Whether you’re just getting started in metalsmithing or have been experimenting for years, Foundations in Metalsmithing: Bracelets will help you deepen your skills while exploring the exciting world of bracelets. From torchless techniques (like forming and riveting) to more advanced concepts (like hinges), you’ll walk out of this class with a heap of new metalsmithing skills! (And a pile of new bracelets).

In this class, jewelry designer and metalsmith Megan Auman will help you build your metalsmithing skills in a way that’s completely approachable - no matter what level you’re currently at.

You will learn how to:

  • Create unique cuff bracelets by forming wire and sheet.
  • Join metal without a torch by riveting.
  • Solder wire and sheet into different shapes.
  • Make hinges (with or without a torch) to take your bracelet designs to the next level.
  • Finish your designs and experiment with color on metal through patinas.

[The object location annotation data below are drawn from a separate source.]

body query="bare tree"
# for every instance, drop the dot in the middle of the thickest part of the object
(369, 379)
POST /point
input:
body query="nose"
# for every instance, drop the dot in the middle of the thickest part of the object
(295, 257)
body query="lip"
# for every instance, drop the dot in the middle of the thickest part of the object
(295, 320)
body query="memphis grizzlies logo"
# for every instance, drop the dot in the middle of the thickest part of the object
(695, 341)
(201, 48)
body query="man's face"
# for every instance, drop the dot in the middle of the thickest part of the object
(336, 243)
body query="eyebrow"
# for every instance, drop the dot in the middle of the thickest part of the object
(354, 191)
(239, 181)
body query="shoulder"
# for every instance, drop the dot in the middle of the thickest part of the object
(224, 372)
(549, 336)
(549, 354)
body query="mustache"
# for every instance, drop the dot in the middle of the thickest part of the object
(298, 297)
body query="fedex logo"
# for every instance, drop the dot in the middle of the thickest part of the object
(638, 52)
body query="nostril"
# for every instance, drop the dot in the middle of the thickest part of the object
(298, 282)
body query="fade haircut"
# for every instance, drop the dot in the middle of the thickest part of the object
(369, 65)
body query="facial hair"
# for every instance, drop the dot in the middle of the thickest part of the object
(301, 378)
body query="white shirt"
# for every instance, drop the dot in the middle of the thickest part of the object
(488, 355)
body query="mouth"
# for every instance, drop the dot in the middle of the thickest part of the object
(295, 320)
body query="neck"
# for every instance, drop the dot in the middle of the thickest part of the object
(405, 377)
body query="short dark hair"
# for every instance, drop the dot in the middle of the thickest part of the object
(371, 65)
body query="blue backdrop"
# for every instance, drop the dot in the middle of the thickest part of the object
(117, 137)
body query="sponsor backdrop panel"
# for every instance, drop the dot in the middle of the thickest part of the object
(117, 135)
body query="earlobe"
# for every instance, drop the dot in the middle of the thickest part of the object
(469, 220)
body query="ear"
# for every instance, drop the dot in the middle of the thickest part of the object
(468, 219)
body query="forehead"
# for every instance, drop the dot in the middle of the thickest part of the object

Whether you’re looking to grow your existing jewelry making knowledge or for a new creative outlet that you can proudly wear (and show off!), you’ll leave Foundations in Metalsmithing: Bracelets with a series of bracelets you can call your own - and a new set of metalsmithing skills you can expand into even more jewelry ideas!

Reviews

user-d7f7ae
 

This is a great addition to Megan's metalsmithing series. She makes the topic really approachable. Bonus that metal patinas were added in to the class. I loved the class!

a Creativelive Student
 

I really enjoyed this class! It was very informative and gave me a lot of ideas for expanding a jewelry line to include a variety of bracelets and finishes.